Dr. Honjo’s attorneys were pursuing his inventorship claim, but Genetics Institute, the assignee of Drs. Freeman and Wood’s patents, and its attorneys de-clined to voluntarily add him to their patents. Genetics Institute stated that Dr. Honjo could pursue his inventorship claim at the PTO. Inventorship of those patents is not at issue here.

One can wonder, however, if the inventorship dispute was driven by the scientists or some well-meaning patent attorneys and/or the assignees. Notably, from the opinion: “In 2018, Dr. Honjo won the Nobel Prize in Physiology or Medicine, and it is not without interest that in his acceptance speech he credited Dr. Freeman as a major collaborator in his work.”
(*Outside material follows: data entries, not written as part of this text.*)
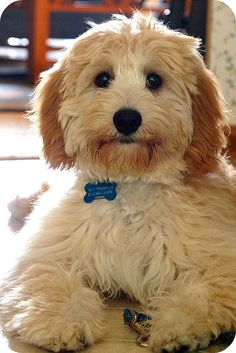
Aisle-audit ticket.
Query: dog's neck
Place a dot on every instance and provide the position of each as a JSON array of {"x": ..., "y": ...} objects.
[{"x": 169, "y": 173}]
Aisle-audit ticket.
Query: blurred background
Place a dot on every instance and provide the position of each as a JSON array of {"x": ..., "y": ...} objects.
[{"x": 33, "y": 34}]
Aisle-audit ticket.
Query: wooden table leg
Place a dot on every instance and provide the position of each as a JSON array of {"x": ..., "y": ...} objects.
[{"x": 39, "y": 27}]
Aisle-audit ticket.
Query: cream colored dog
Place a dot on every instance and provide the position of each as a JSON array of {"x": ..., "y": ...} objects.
[{"x": 131, "y": 102}]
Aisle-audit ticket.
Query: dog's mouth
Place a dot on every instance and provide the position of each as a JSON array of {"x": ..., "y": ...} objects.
[{"x": 126, "y": 140}]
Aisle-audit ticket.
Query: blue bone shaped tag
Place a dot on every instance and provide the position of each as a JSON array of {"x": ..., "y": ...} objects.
[{"x": 106, "y": 190}]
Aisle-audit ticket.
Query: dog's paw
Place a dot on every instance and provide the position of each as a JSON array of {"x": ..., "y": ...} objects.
[
  {"x": 68, "y": 327},
  {"x": 178, "y": 335},
  {"x": 67, "y": 337}
]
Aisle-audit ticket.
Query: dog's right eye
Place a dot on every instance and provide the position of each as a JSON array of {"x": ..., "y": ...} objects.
[{"x": 103, "y": 80}]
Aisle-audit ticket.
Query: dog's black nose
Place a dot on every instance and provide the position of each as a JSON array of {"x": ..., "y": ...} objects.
[{"x": 127, "y": 121}]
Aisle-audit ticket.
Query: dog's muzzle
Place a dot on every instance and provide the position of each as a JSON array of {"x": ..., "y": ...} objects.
[{"x": 127, "y": 121}]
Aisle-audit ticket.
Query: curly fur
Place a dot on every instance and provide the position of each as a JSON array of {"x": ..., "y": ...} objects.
[{"x": 168, "y": 239}]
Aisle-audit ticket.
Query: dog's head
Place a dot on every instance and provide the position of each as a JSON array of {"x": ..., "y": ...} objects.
[{"x": 130, "y": 98}]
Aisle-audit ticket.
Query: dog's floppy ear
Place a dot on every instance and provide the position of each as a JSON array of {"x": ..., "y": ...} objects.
[
  {"x": 46, "y": 103},
  {"x": 209, "y": 123}
]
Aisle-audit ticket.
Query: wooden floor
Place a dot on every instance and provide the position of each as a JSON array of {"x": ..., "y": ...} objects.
[{"x": 22, "y": 177}]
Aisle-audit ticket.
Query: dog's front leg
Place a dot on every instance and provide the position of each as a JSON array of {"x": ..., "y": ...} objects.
[
  {"x": 196, "y": 309},
  {"x": 49, "y": 305}
]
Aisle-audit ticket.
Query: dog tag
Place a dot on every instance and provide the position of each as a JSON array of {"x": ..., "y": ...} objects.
[{"x": 106, "y": 190}]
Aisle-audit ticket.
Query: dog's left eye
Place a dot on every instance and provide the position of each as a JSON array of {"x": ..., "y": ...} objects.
[
  {"x": 103, "y": 80},
  {"x": 153, "y": 81}
]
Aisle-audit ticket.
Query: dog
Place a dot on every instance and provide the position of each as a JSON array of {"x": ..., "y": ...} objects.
[{"x": 133, "y": 110}]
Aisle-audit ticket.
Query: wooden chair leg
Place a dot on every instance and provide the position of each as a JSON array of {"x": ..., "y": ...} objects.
[{"x": 39, "y": 27}]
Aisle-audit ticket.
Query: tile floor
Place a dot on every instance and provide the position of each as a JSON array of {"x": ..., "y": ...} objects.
[{"x": 23, "y": 178}]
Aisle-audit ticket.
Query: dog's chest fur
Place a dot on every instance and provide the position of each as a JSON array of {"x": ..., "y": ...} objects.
[{"x": 130, "y": 247}]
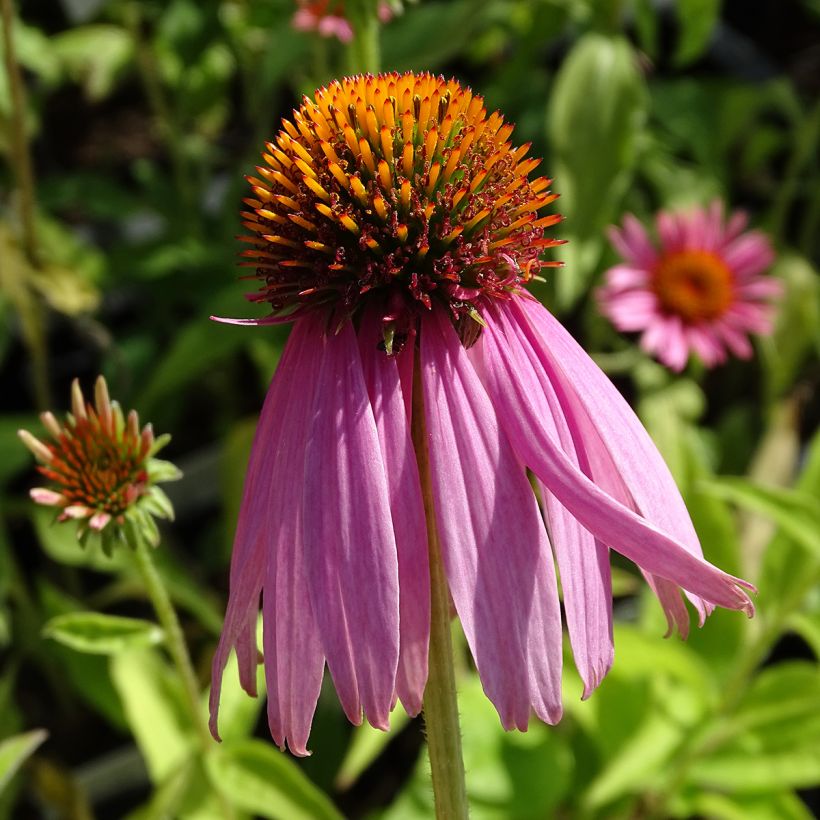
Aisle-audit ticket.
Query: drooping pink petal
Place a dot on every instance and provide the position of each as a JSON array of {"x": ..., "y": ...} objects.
[
  {"x": 655, "y": 550},
  {"x": 626, "y": 461},
  {"x": 387, "y": 397},
  {"x": 626, "y": 276},
  {"x": 266, "y": 553},
  {"x": 51, "y": 498},
  {"x": 749, "y": 254},
  {"x": 494, "y": 546},
  {"x": 583, "y": 561},
  {"x": 348, "y": 533},
  {"x": 633, "y": 243}
]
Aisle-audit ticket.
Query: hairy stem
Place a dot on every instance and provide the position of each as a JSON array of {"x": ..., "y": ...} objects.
[
  {"x": 29, "y": 308},
  {"x": 440, "y": 700}
]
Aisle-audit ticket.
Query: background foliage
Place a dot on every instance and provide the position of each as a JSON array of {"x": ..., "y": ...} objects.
[{"x": 143, "y": 118}]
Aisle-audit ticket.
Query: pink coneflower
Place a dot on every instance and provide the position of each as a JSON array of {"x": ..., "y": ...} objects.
[
  {"x": 702, "y": 291},
  {"x": 102, "y": 469},
  {"x": 395, "y": 224},
  {"x": 326, "y": 17}
]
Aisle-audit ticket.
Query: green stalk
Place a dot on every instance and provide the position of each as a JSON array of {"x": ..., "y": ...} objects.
[
  {"x": 440, "y": 700},
  {"x": 28, "y": 306},
  {"x": 177, "y": 648}
]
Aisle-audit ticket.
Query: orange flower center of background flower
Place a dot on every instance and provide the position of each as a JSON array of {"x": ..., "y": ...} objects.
[
  {"x": 695, "y": 285},
  {"x": 97, "y": 467},
  {"x": 400, "y": 185}
]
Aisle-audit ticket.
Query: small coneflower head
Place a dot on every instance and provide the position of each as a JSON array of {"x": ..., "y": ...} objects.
[
  {"x": 398, "y": 190},
  {"x": 700, "y": 290},
  {"x": 325, "y": 17},
  {"x": 103, "y": 470}
]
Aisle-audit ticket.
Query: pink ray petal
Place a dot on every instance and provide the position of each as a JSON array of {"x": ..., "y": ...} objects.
[
  {"x": 749, "y": 254},
  {"x": 259, "y": 543},
  {"x": 494, "y": 546},
  {"x": 348, "y": 534},
  {"x": 583, "y": 562},
  {"x": 672, "y": 553},
  {"x": 386, "y": 389},
  {"x": 633, "y": 244}
]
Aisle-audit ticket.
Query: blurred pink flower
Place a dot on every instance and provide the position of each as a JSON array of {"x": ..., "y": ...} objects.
[
  {"x": 701, "y": 291},
  {"x": 400, "y": 299},
  {"x": 327, "y": 18}
]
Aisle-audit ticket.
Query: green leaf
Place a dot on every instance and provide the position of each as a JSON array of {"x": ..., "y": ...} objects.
[
  {"x": 238, "y": 711},
  {"x": 795, "y": 512},
  {"x": 596, "y": 115},
  {"x": 152, "y": 697},
  {"x": 429, "y": 35},
  {"x": 696, "y": 21},
  {"x": 778, "y": 806},
  {"x": 100, "y": 634},
  {"x": 786, "y": 350},
  {"x": 778, "y": 582},
  {"x": 365, "y": 746},
  {"x": 782, "y": 707},
  {"x": 59, "y": 542},
  {"x": 198, "y": 347},
  {"x": 506, "y": 771},
  {"x": 15, "y": 750},
  {"x": 258, "y": 778},
  {"x": 743, "y": 769}
]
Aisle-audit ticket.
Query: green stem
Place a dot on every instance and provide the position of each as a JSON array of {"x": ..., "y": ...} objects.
[
  {"x": 29, "y": 310},
  {"x": 364, "y": 52},
  {"x": 164, "y": 117},
  {"x": 178, "y": 649},
  {"x": 440, "y": 700},
  {"x": 21, "y": 155}
]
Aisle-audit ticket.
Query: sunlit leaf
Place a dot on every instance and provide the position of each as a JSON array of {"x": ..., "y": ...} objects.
[
  {"x": 152, "y": 696},
  {"x": 257, "y": 777},
  {"x": 796, "y": 513},
  {"x": 696, "y": 22},
  {"x": 101, "y": 634},
  {"x": 14, "y": 751}
]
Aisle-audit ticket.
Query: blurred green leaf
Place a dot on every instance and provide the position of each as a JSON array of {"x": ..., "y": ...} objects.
[
  {"x": 778, "y": 581},
  {"x": 59, "y": 541},
  {"x": 429, "y": 34},
  {"x": 366, "y": 745},
  {"x": 782, "y": 705},
  {"x": 100, "y": 634},
  {"x": 696, "y": 21},
  {"x": 15, "y": 750},
  {"x": 744, "y": 769},
  {"x": 238, "y": 711},
  {"x": 256, "y": 777},
  {"x": 776, "y": 806},
  {"x": 595, "y": 117},
  {"x": 152, "y": 696},
  {"x": 786, "y": 350},
  {"x": 795, "y": 512},
  {"x": 95, "y": 56},
  {"x": 167, "y": 799},
  {"x": 198, "y": 346},
  {"x": 509, "y": 774},
  {"x": 13, "y": 455}
]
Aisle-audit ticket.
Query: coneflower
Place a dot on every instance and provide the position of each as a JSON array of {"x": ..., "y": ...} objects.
[
  {"x": 102, "y": 470},
  {"x": 396, "y": 225}
]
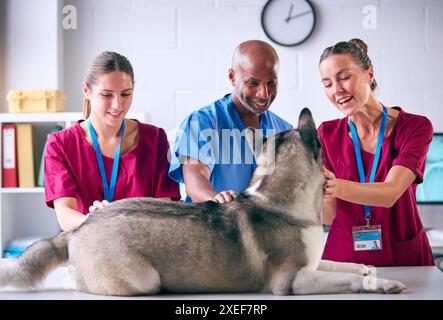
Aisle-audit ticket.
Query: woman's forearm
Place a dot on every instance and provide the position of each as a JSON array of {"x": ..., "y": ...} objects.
[{"x": 379, "y": 194}]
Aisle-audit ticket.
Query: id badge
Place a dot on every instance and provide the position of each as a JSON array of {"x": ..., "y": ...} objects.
[{"x": 367, "y": 237}]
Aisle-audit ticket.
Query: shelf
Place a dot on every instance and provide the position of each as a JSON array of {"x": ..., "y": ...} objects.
[{"x": 22, "y": 190}]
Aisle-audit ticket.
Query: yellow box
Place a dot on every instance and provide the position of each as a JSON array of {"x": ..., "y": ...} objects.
[{"x": 36, "y": 101}]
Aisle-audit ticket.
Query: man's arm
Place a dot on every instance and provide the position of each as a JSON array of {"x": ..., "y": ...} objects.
[{"x": 196, "y": 175}]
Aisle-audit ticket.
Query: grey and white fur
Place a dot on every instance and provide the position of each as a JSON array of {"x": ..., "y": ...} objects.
[{"x": 269, "y": 239}]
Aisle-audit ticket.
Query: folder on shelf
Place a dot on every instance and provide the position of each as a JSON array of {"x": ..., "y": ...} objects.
[
  {"x": 25, "y": 155},
  {"x": 9, "y": 152},
  {"x": 41, "y": 171}
]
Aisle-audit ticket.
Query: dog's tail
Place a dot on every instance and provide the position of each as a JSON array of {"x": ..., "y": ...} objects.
[{"x": 30, "y": 269}]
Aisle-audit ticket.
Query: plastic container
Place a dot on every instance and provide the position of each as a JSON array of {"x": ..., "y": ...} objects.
[
  {"x": 31, "y": 101},
  {"x": 16, "y": 247}
]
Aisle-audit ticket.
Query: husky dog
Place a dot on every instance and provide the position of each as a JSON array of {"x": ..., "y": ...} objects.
[{"x": 269, "y": 239}]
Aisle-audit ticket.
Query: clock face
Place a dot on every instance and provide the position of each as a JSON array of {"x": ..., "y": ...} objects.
[{"x": 288, "y": 22}]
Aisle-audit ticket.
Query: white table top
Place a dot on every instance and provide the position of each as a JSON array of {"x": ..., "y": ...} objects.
[{"x": 422, "y": 283}]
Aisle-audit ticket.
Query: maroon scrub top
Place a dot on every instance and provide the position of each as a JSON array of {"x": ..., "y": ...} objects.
[
  {"x": 71, "y": 168},
  {"x": 403, "y": 237}
]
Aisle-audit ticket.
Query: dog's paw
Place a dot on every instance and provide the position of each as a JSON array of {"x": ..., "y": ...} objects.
[
  {"x": 391, "y": 286},
  {"x": 364, "y": 270}
]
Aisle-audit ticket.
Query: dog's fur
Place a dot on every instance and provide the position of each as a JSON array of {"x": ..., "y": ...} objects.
[{"x": 270, "y": 239}]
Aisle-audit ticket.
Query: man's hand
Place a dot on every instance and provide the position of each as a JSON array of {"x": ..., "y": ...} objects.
[
  {"x": 225, "y": 196},
  {"x": 97, "y": 205}
]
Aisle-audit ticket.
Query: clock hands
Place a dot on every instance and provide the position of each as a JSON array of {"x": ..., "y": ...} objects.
[
  {"x": 289, "y": 14},
  {"x": 289, "y": 18}
]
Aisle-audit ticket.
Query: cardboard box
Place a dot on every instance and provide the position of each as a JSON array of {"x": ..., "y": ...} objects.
[{"x": 36, "y": 101}]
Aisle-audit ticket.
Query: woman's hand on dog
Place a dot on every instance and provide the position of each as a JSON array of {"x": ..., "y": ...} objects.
[
  {"x": 97, "y": 205},
  {"x": 225, "y": 196},
  {"x": 330, "y": 185}
]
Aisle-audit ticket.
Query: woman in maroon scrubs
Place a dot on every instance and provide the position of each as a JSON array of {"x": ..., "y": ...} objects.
[{"x": 376, "y": 200}]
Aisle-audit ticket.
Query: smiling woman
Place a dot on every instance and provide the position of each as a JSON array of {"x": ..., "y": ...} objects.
[
  {"x": 389, "y": 146},
  {"x": 107, "y": 157}
]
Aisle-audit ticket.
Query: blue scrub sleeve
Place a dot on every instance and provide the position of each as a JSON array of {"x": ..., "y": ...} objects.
[{"x": 196, "y": 139}]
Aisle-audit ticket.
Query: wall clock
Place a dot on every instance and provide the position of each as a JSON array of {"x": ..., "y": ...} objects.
[{"x": 288, "y": 22}]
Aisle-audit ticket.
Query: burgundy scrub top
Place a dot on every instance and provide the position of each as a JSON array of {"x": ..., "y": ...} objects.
[
  {"x": 403, "y": 237},
  {"x": 71, "y": 168}
]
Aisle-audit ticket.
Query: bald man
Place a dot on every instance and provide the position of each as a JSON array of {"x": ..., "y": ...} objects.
[{"x": 211, "y": 156}]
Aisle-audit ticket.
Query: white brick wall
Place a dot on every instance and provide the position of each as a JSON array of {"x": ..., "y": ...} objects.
[{"x": 181, "y": 51}]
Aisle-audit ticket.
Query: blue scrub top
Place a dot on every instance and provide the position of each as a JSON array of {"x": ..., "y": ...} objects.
[{"x": 215, "y": 136}]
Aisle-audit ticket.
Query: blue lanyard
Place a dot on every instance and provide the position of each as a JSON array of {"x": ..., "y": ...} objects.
[
  {"x": 108, "y": 189},
  {"x": 361, "y": 171}
]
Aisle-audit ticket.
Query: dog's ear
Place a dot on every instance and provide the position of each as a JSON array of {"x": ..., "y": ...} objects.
[
  {"x": 256, "y": 139},
  {"x": 308, "y": 132}
]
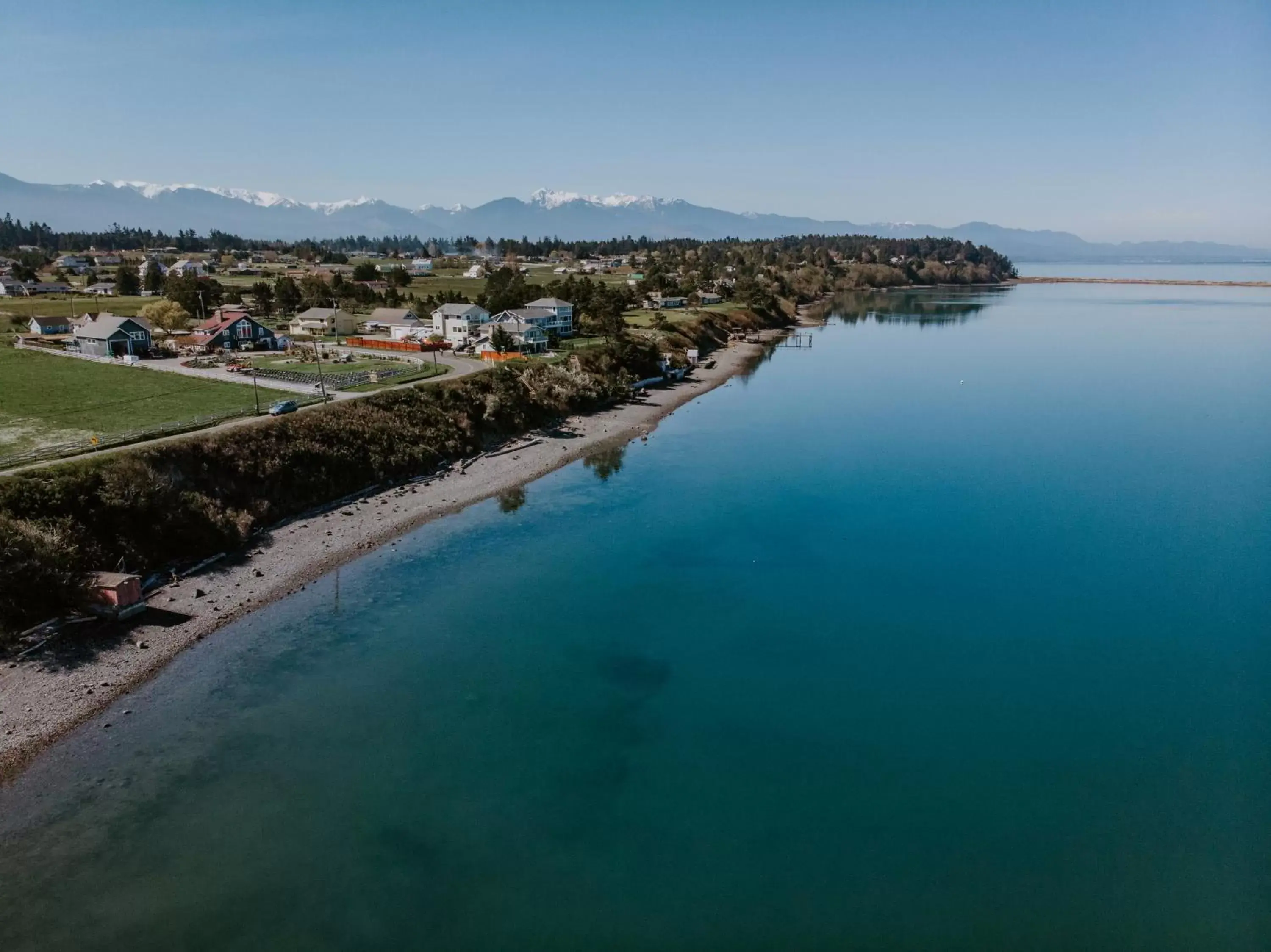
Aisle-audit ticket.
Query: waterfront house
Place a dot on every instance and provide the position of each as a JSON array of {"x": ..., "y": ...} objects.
[
  {"x": 527, "y": 338},
  {"x": 50, "y": 326},
  {"x": 114, "y": 336},
  {"x": 458, "y": 323},
  {"x": 319, "y": 322},
  {"x": 563, "y": 312}
]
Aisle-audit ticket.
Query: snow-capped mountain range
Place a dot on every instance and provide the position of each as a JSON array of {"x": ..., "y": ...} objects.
[{"x": 567, "y": 215}]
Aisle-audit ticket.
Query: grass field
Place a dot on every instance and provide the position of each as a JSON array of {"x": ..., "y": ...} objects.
[
  {"x": 47, "y": 399},
  {"x": 642, "y": 317}
]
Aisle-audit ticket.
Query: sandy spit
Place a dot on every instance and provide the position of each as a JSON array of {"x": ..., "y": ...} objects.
[{"x": 50, "y": 692}]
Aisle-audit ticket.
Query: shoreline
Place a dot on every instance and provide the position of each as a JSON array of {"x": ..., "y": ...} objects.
[{"x": 60, "y": 687}]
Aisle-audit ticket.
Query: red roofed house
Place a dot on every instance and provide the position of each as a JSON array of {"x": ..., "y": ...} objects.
[{"x": 233, "y": 331}]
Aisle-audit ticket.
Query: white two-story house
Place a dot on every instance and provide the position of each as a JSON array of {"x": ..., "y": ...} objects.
[
  {"x": 459, "y": 323},
  {"x": 563, "y": 315}
]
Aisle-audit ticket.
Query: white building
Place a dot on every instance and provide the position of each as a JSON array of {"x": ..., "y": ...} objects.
[
  {"x": 527, "y": 338},
  {"x": 562, "y": 312},
  {"x": 459, "y": 323},
  {"x": 74, "y": 263},
  {"x": 401, "y": 323},
  {"x": 189, "y": 267}
]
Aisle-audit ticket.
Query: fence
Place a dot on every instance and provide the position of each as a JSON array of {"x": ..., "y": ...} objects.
[
  {"x": 74, "y": 448},
  {"x": 59, "y": 352}
]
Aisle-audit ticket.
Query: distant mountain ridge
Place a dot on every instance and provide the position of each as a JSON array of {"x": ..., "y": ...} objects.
[{"x": 567, "y": 215}]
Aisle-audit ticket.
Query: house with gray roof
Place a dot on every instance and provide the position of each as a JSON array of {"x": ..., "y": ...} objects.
[
  {"x": 527, "y": 338},
  {"x": 114, "y": 336},
  {"x": 459, "y": 323},
  {"x": 400, "y": 322},
  {"x": 563, "y": 312},
  {"x": 321, "y": 322},
  {"x": 50, "y": 326}
]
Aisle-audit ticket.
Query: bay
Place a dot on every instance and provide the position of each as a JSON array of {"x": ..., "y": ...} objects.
[{"x": 950, "y": 632}]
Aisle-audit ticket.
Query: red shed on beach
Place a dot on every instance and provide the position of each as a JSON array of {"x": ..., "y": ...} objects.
[{"x": 116, "y": 595}]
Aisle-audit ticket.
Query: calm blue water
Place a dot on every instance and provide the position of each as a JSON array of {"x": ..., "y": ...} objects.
[
  {"x": 1246, "y": 271},
  {"x": 950, "y": 634}
]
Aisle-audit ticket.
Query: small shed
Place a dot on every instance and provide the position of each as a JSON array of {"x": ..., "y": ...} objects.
[{"x": 116, "y": 595}]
The District Court held that Drs. Wood and Freeman were co-inventors on Dr. Honjo’s patents. The Federal Circuit affirmed the District Court decision while reminding the parties of what co-inventorship means:

“[A] joint invention is simply the product of a collaboration between two or more persons working together to solve the problem addressed.” Fina Oil & Chem. Co. v. Ewen, 123 F.3d 1466, 1473 (Fed. Cir. 1997) (citing Burroughs Wellcome Co. v. Barr Labs., Inc., 40 F.3d 1223, 1227 (Fed. Cir. 1994)). To be a joint inventor, one must:

(1) contribute in some significant manner to the conception or reduction to practice of the invention, (2) make a contribution to the claimed invention that is not insignificant in quality, when that contribution is measured against the dimension of the full invention, and (3) do more than merely explain to the real inventors well-known concepts and/or the current state of the art. Pannu v. Iolab Corp., 155 F.3d 1344, 1351 (Fed. Cir. 1998); quoted in VerHoef, 888 F.3d at 1366. There is no “explicit lower limit on the quantum or quality of inventive contri-bution required for a person to qualify as a joint inventor.” Eli Lilly & Co. v. Aradigm Corp., 376 F.3d 1352, 1358 (Fed. Cir. 2004) (quoting Fina Oil, 123 F.3d at 1473). “People may be joint inventors even though they do not physically work on the invention together or at the same time, and even though each does not make the same type or amount of contribution.” Burroughs Wellcome, 40 F.3d at 1227 (citing 35 U.S.C. § 116).

Conception is the touchstone of the joint inventorship inquiry, Sewall v. Walters, 21 F.3d 411, 415 (Fed. Cir. 1994), and conception is complete when an idea is definite and permanent enough that one of skill in the art could under-stand the invention, Burroughs Wellcome, 40 F.3d at 1228. An inventor need not know, however, that an invention will work for its intended purpose in order for conception to be complete, as verification that an invention actually works is part of its reduction to practice. Id. (citing Applegate v. Scherer, 332 F.2d 571, 573 (CCPA 1964) and Oka v. Youssefyeh, 849 F.2d 581, 584 n.1 (Fed. Cir. 1988)).